I’m pretty familiar with Beth’s writerly voice now, and while there’s something of her in everything she writes, I’ve never heard that voice more strong and true than in Handling the Truth. When I said that memoir “matters” to Beth, I understated her feelings; memoir done right–experience and truth, shaped by insight into art–is her passion, and this book makes that abundantly clear to both those who want to write memoir and those who just want to read it. Instructive but never pedantic, it’s meant to make you better at both. And Beth leaves no doubt that writers of memoir must be readers of memoir. Handling the Truth abounds with excerpts and examples, and features a generous (50-page!), well-curated list of recommended further reading in both the art and craft of memoir writing.

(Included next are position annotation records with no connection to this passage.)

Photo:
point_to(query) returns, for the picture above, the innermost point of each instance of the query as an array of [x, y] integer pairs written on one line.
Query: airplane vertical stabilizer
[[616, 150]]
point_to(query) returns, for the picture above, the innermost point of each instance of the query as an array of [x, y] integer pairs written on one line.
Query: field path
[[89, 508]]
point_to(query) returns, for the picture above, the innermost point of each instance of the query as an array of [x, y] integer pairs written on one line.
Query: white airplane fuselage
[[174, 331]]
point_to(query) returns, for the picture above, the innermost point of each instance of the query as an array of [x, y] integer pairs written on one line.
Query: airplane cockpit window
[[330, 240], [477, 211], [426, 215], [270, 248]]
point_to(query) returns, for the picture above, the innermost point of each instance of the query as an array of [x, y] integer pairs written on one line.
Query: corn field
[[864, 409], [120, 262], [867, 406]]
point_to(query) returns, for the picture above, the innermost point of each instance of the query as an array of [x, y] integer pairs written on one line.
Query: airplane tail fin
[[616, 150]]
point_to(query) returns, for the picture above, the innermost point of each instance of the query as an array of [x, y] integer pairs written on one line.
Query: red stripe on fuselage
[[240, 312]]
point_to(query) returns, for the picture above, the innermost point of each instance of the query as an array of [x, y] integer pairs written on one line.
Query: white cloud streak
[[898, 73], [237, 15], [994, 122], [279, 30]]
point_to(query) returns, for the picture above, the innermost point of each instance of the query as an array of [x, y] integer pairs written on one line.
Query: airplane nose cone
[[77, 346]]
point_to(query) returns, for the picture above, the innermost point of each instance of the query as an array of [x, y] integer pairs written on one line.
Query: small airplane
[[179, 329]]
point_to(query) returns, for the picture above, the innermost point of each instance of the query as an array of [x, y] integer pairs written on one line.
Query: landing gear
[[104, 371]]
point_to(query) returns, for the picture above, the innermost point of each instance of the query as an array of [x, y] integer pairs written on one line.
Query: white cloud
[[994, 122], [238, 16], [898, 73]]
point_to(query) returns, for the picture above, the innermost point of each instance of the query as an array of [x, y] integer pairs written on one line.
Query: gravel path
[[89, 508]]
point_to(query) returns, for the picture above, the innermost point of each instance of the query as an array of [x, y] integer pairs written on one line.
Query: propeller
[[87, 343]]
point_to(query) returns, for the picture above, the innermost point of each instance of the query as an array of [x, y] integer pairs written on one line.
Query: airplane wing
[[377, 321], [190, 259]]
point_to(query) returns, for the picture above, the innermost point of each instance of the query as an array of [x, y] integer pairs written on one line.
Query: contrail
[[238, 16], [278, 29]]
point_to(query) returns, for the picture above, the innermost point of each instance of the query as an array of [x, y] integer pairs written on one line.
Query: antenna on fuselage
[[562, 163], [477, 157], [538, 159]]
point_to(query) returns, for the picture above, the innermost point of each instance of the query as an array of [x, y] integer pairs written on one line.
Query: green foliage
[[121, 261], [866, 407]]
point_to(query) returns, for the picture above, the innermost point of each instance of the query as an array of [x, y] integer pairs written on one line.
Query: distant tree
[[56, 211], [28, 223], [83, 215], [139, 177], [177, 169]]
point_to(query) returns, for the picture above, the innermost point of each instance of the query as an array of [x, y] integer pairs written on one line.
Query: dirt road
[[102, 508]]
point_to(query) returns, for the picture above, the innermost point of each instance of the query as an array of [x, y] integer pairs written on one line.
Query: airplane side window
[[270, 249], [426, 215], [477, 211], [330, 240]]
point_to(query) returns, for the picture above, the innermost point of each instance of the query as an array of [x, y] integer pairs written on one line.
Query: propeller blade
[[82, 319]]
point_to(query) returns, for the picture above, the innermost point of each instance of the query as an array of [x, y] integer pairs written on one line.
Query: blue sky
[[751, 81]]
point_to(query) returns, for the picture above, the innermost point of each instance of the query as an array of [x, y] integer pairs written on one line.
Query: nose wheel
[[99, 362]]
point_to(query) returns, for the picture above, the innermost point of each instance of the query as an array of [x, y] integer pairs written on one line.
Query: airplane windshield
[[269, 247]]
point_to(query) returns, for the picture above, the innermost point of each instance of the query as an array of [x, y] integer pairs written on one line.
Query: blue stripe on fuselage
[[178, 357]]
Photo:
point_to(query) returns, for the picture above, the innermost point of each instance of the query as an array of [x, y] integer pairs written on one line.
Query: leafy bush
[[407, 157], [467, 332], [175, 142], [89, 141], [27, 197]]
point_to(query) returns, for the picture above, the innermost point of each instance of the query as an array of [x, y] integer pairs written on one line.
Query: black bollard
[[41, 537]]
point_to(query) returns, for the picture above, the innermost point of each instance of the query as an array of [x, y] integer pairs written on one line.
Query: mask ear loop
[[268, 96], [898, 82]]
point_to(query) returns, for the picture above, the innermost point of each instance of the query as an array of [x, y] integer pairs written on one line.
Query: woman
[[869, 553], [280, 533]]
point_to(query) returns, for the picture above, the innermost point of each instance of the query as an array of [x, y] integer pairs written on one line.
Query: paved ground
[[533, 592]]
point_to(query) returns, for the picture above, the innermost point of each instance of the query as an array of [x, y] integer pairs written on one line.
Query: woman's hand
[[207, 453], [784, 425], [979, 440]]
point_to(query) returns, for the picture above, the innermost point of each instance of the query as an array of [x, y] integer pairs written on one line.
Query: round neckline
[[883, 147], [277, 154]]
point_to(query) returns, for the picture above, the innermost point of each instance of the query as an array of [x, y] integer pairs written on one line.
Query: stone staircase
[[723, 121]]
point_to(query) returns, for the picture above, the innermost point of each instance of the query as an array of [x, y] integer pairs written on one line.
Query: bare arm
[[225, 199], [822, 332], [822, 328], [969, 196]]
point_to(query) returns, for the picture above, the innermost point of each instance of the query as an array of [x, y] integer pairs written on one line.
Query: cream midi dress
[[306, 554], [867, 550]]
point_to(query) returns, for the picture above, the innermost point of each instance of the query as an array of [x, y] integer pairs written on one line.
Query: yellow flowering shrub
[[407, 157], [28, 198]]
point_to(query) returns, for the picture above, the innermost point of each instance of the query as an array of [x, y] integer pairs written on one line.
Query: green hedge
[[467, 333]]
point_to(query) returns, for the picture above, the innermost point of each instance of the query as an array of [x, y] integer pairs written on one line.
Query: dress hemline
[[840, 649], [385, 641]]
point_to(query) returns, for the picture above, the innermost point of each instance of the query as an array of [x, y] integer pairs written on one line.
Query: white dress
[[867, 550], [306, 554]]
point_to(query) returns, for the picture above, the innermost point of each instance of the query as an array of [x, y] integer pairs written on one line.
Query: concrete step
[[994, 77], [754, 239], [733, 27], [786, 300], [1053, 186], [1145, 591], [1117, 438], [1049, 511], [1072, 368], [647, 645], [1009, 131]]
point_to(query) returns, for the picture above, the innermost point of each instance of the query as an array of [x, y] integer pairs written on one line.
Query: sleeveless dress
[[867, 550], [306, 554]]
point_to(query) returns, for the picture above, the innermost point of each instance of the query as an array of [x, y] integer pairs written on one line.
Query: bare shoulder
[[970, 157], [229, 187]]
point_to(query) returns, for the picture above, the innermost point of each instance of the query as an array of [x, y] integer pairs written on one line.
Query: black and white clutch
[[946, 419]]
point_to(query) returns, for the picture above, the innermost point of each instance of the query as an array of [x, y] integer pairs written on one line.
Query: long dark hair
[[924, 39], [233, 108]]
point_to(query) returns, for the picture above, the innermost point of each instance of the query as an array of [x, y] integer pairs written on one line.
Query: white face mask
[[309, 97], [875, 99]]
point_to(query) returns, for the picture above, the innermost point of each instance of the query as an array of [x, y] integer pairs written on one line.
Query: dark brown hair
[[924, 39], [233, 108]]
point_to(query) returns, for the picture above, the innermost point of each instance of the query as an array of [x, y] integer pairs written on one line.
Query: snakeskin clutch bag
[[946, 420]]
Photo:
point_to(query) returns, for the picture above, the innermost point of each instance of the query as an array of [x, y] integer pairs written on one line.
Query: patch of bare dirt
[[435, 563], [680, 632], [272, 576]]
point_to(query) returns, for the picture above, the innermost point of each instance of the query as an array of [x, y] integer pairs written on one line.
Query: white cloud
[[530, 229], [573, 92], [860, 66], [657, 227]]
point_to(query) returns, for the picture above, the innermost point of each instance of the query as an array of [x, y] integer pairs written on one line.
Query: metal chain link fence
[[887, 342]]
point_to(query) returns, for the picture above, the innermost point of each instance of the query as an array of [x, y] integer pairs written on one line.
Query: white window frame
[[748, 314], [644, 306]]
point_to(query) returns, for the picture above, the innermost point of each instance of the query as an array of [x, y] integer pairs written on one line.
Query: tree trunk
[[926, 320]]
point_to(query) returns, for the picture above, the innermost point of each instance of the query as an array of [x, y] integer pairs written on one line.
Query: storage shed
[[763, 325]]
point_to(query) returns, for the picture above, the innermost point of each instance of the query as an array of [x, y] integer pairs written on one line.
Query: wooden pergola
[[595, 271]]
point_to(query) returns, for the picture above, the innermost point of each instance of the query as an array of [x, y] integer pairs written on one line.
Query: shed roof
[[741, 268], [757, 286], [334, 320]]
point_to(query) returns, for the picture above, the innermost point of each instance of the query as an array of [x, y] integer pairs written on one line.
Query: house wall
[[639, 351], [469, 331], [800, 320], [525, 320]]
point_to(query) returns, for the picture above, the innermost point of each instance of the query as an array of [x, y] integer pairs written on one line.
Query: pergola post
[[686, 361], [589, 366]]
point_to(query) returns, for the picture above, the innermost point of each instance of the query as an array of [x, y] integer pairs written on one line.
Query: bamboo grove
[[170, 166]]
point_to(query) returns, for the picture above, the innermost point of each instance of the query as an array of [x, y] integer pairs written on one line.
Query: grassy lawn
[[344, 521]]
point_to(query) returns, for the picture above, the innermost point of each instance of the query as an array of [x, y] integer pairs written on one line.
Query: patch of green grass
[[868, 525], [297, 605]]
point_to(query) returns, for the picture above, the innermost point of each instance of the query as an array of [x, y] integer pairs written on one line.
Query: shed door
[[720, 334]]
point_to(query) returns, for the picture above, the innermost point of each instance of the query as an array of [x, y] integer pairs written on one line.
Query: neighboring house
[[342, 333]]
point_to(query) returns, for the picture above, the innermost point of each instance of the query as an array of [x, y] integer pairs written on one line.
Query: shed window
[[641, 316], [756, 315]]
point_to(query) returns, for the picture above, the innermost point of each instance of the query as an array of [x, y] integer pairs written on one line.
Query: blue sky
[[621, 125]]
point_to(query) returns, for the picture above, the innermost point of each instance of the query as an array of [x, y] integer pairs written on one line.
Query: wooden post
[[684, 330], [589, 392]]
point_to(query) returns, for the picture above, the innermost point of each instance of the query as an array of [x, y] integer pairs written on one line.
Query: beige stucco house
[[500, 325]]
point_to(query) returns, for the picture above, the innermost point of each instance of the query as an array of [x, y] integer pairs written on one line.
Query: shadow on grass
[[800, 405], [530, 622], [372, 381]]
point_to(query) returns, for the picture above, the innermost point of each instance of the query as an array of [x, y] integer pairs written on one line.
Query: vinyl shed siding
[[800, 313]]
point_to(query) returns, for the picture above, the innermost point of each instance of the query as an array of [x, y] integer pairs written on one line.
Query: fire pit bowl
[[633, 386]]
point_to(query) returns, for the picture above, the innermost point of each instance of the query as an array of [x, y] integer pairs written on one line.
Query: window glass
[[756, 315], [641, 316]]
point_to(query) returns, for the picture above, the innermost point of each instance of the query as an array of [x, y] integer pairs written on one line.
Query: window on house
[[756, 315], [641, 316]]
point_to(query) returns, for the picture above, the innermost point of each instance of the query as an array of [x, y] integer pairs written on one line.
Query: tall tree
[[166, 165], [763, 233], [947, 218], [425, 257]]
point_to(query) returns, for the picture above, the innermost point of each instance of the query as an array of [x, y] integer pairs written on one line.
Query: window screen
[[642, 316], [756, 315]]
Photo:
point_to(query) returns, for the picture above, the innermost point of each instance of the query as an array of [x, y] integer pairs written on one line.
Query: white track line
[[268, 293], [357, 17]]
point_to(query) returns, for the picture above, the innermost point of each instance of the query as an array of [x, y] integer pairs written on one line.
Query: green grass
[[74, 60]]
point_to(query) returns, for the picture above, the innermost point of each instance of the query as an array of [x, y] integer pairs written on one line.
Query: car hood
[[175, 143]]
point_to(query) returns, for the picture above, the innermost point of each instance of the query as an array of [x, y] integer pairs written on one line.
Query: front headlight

One thing that Beth clarifies early on is that memoir is a distinct literary form from both fiction and autobiography, although it draws on the facts of the latter and often shapes them with the forms and devices of the former. Thanks to her establishing this distinction so well, I will refer to my preferred guilty-pleasure reading as “celebrity autobiography” from now on, unless it’s clear that the personal story the celebrity has written really is memoir–and I should be able to tell the difference better now.
In addition to the tools it offers to be a more discerning reader and a more effective writer–no matter what you’re writing–Handling the Truth has a bigger message for me. I know I’ll never write my autobiography. I’ll probably never write a memoir, either. But I’m always working toward a better understanding of my own story…and if that understanding ever becomes something that could mean something to anyone besides me, it could be memoir.
My copy of Handling the Truth was a gift from its creator, but this book is a gift to all readers and writers, no matter what truths you’re trying to handle. Because this is not a review, I’m not adding a rating to the end of this post, but I am giving a most enthusiastic recommendation. Two of the books cited as “Helpful Texts” in the reading list are Stephen King’s On Writing and Anne Lamott’s Bird by Bird, both of which also double as writing manuals and memoirs of writing; Handling the Truth belongs right with them on the shelf.
|Beth Kephart (r.) and me at BEA 2011|
Handling the Truth: On the Writing of Memoir
Gotham (August 2013), trade paper (ISBN 159240815X / 9781592408153),
Nonfiction: writing/memoir, 224 pages
Writing memoir is a deeply personal, and consequential, undertaking. As the acclaimed author of five memoirs spanning significant turning points in her life, Beth Kephart has been both blessed and bruised by the genre. In Handling the Truth, she thinks out loud about the form—on how it gets made, on what it means to make it, on the searing language of truth, on the thin line between remembering and imagining, and, finally, on the rights of memoirists. Drawing on proven writing lessons and classic examples, on the work of her students and on her own memories of weather, landscape, color, and love, Kephart probes the wrenching and essential questions that lie at the heart of memoir.
A beautifully written work in its own right, Handling the Truth opens Kephart’s memoir-making classroom—and thoughts—to all those who read or seek to write the truth.